Sie stand auf, packte ihren Zeichenblock und die Stifte in ihre Tasche und legte sich den Riemen auf die Schulter. Da sie kein Fahrrad dabei hatte, bot er ihr den Gepäckträger an, doch sie lehnte ab.

»Rachel«, sagte sie plötzlich am Waldrand, wo der Weg nach Lakeview entlang führte.

»Hendrik«, antwortete er.

Sie kamen auf die North-Lake Road und folgten ihr hinunter in das Stadt-Zentrum hinein. Den gesamten Weg musste er sein Fahrrad schieben, aber es machte ihm nichts aus.
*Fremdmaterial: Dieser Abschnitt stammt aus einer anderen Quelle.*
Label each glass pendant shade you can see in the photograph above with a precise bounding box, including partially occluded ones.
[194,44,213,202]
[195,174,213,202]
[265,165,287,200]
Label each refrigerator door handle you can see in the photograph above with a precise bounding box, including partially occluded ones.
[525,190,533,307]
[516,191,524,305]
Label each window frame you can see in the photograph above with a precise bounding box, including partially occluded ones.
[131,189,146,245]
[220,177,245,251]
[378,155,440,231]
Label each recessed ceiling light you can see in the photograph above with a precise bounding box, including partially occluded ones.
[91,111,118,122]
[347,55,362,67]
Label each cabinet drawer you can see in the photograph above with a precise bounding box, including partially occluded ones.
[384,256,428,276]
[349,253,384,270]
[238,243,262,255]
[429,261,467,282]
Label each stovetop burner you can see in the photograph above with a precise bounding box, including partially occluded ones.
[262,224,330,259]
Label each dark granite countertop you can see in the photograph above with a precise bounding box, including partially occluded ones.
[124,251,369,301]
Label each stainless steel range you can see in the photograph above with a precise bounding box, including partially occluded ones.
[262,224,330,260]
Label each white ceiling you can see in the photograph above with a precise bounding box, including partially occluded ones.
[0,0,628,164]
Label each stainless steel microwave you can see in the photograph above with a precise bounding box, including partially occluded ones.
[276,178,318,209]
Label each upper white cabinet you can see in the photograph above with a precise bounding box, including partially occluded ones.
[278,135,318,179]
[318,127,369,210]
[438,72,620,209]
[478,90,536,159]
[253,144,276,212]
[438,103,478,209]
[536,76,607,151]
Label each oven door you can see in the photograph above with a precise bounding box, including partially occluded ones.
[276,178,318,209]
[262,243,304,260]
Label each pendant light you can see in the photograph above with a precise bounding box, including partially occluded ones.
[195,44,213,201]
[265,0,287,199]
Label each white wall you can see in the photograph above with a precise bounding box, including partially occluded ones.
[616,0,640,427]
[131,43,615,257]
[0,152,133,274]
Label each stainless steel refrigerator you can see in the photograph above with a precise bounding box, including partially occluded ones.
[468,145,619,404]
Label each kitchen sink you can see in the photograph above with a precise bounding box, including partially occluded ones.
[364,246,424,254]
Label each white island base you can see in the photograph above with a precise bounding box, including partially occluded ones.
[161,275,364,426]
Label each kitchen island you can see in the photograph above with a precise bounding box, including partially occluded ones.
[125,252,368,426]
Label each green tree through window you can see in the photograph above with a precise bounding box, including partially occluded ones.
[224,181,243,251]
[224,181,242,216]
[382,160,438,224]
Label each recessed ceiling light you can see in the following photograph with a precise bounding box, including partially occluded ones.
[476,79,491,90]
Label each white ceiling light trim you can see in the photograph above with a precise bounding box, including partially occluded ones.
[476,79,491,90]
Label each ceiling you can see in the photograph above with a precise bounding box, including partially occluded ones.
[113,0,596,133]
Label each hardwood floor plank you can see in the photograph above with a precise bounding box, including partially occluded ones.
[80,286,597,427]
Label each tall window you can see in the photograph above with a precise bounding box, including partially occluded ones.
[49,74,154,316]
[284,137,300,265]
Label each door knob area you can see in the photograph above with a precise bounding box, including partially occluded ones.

Auf der linken Seite tauchte die Lewis & Clark-Mall auf. Sie »Mall« zu nennen grenzte an eine freche Übertreibung. Der Laden bestand lediglich aus vollgestopften zwanzig Quadratmetern Verkaufsraum. Es gab ein mageres Supermarktsortiment, eine Selbstbedienungsmaschine zum Ausdrucken von digitalen Fotos, einen kleinen Tabakshop sowie ein verschlossenes Regal mit Spirituosen. Hendrik schloss sein Fahrrad ab, sie gingen hinein und kauften für Rachel ein Himbeer-Limetten-Popsicle und für ihn ein Ben & Jerry's Chunky Monkey.

Als sie wieder rauskamen, brüllte jemand von hinten: »Prescott, du blödes Arschloch!«. Tommy-Lee stand dort, mit seinen geschätzten 200 Pfund Fleisch und Fett, sowie den zwei Gehilfen Brad und Ted an der Seite, die zu jeder Zeit um ihn herumwieselten.

Tommy-Lee machte einige Schritte auf Hendrik zu und blieb Bauch-an-Bauch vor ihm stehen, ihre Nasen berührten sich beinahe. Dann schrie er mit hochrotem Kopf: »Deinetwegen kann ich jetzt meine Mathe-Note vergessen!« Er riss Hendrik das Chunky-Monkey aus der Hand und wollte es ihm ins Gesicht drücken. Hendrik wäre nicht zur Seite gewichen, wie es jeder halbwegs intelligente Junge getan hätte, denn seine angeborene Sturheit stand ihm dabei im Weg.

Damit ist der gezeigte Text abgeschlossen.